Please carefully read and think about the entire prompt before composing your first post. This discussion will require you to have carefully read Chapter 4 of the textbook, as well as the assigned portions of Immanuel Kant’s (2008) Groundwork for the Metaphysics of Morals.
Think of someone real or fictional whom some people regard as a “hero” for helping others, stopping something bad or evil, and so forth, even though by doing so they violated what would normally be considered a moral rule (focus on morality; don't simply think of someone who broke the law). For example, they may have lied, broken a promise, stolen, harmed someone innocent, or even murdered, but done so with good intentions. (Be sure to clearly explain both sides of this example – what seems good and what seems morally questionable about the action.)

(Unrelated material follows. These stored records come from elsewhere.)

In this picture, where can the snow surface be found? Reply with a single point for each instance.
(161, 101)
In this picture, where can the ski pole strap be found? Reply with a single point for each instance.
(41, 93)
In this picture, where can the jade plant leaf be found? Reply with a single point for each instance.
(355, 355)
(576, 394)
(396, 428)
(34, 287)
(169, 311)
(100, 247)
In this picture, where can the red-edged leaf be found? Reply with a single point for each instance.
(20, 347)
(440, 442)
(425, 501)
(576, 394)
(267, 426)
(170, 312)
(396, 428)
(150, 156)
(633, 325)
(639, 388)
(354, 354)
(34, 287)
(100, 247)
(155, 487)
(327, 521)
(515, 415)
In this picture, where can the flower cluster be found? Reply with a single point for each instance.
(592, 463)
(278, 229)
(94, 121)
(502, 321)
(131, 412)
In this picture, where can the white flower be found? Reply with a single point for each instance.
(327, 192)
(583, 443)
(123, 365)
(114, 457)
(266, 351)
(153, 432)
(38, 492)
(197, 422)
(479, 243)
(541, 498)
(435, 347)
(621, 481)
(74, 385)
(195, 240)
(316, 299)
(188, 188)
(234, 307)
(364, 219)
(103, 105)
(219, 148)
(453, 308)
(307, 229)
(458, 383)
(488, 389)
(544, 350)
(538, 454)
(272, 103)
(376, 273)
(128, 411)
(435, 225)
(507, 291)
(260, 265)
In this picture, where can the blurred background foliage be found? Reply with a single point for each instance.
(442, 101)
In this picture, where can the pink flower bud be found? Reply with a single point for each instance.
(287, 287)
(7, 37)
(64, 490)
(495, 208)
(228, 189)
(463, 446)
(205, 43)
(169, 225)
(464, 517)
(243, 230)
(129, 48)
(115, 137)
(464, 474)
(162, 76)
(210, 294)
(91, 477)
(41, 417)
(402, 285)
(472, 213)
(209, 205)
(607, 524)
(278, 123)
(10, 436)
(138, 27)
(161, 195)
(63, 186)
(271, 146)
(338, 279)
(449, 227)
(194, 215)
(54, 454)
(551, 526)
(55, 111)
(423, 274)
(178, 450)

Try to think of any example that we would either all be familiar with, or something we can easily look up (in other words, don’t just make something up or describe something generic). Think of characters in movies, TV shows, or books, people in the news, historical figures, etc. Please don’t use an example that someone else has already used!
1. Engage with the text:
Once you have thought of your example, evaluate what they did according to Kant’s Categorical Imperative. First, explain the Categorical Imperative. Is what the person did moral, or immoral, according to the Categorical Imperative? (You may focus on either formulation.)
2. Reflect on yourself:
Do you agree with this evaluation of the action?
If you think Kant would regard it as immoral and you agree, how would you explain to the person in your own words why what they did was wrong despite the good intentions and effects? If you don’t agree, and think that what they did was morally right, how would you respond to the question, “what if everyone did that?”
If you think Kant would regard it as moral, explain whether you agree or disagree, and consider how you would respond to someone who disagrees.